Sunday, February 12, 2012

Chunky Cream of Vegetable Soup

Chunky Cream of Vegetable Soup


Ingredients:
4c vegetable broth
1 head brocolli, chopped
6 stalks celery, chopped
2 carrots, thinly sliced


Add vegetable broth, all but 1 stem broccoli, 1 sliced carrot, 3 stalks chopped celery with tops and the tops from the other 3 celery stalks to a pot and cook on medium until all vegetables are soft.  Strain vegetables while keeping the broth.  Add vegetables to a food processor or blender until finely chopped; then add broth and silken tofu and puree until smooth.  

Add remaining carrots, celery, and broccoli florets to a pot with a small amount of water to keep it from sticking.  Sautee until soft.  Add soup mixture to pot and heat until warm.  Add fresh ground pepper or other spices to taste.

If you prefer all puree, you can cook all the vegetables together in the first step and finish once smooth.  

This recipe worked great for all the vegetables I had laying around in the fridge that I needed to use before they went bad.  I have a habit of buying more things than I use in a week.  Next time you have vegetables ready to spoil, grab some broth and make a soup! Perfect for colds nights such as this.  Mmmm.  

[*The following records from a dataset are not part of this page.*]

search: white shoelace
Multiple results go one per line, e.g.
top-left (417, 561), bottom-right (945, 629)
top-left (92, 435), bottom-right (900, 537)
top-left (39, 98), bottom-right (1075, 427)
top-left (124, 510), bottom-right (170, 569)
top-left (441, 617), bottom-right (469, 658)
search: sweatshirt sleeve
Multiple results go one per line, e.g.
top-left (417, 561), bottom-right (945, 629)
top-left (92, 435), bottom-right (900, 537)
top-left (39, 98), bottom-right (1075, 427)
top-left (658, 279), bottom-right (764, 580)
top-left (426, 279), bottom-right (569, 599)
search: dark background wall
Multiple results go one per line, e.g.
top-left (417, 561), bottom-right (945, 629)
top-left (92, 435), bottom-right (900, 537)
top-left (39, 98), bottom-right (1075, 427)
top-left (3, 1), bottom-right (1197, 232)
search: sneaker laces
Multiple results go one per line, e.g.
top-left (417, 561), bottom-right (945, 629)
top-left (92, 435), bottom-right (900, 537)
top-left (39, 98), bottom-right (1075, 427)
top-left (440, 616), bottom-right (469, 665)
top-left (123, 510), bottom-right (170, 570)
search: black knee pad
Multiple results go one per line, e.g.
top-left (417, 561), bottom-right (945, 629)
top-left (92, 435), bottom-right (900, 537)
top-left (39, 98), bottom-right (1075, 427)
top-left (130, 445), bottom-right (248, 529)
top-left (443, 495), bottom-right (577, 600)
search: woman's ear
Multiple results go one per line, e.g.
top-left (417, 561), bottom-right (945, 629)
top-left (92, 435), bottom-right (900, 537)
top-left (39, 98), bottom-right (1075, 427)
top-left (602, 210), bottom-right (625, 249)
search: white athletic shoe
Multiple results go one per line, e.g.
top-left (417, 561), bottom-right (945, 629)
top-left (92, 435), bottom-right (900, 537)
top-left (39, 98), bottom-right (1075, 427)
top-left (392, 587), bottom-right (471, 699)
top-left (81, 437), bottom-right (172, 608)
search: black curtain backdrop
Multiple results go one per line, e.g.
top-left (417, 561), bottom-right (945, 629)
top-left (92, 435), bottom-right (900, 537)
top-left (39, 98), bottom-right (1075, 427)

Thursday, February 2, 2012

Mexican Rice

Today is another "left over mash-up"! 

Throughout the week I have accumulated left over: Black beans, diced tomatoes, and enchilada sauce. I thought: What is a quick and easy meal I can make and combine them?

I decided to cook up some brown rice and toss it all together and voila! 


Mexican Rice



Ingredients
2c cooked Brown Rice
1c Black Beans, drained and rinsed
1c Diced Tomatoes, drained
1c Enchilada Sauce
1Tbsp Chili Lime Seasoning or Taco Seasoning (or more to taste)

Not bad for leftovers!  Lately too many things have been going bad in my fridge because I don't know what to do with them, and my goal is to have bad food no more; so expect many other "experiments" in the kitchen coming soon!